Spontaneous Healing by Dr. Andrew Weil, MD – How to discover and embrace your body’s natural ability to maintain and heal itself.
Next? Well, you could say that I became a convert. I had completely transformed my thinking regarding foods. I started to eat what I wanted to give my body, instead of what ‘sounded good’ at the time. I started to rethink what I fed my family and cut down on animal product meals. During this time, through process of elimination, I also discovered that I would get migraines whenever I would eat gluten. By eliminating it, my frequent headaches and sensitivity to light that I had developed went away. I also lost the hunger cravings and the afternoon sleepiness I had always experienced. I have since been ‘gluten-free’ and know, almost immediately, after I have eaten something containing gluten. What follows is a half-day “close your eyes and let the kids do whatever they want” kind of headache…

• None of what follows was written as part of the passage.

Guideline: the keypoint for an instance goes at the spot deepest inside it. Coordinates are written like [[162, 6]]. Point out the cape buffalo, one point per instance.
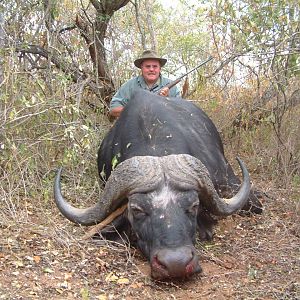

Recently, the book Wheat Belly by Dr. William Davis, MD, caught my attention. Since I obviously have issues with wheat, I was interested to hear his take on why so many people are developing these allergies and why wheat is in so many of the foods that are sold on store shelves. He doesn’t hold back in giving his position on what he calls Frankenwheat, and how the wheat we eat today is barely the same wheat we ate just 50 years ago. On December 3, 2012, Dr. Davis appeared on The Dr. Oz Show in an episode called Are You Addicted to Wheat?, where he challenged Dr. Oz on his recommendation for Americans to eat lots of whole grains in their diets. As a result of reading his research, my family is now working to cut out wheat entirely, eating other grains periodically, including: brown rice and quinoa, and baking with teff, amaranth, buckwheat, almond flour, chia seeds, and flaxseed.
Now…..what can you learn from all of this information? It is up to you. There is research out there to support almost anything these days. You can eat only candy bars and probably lose weight over time, but I am done dealing with fad diets and eating plans. My family and I are on a path to living a healthy life and food is going to help keep us on that path. I wish the same for you and yours.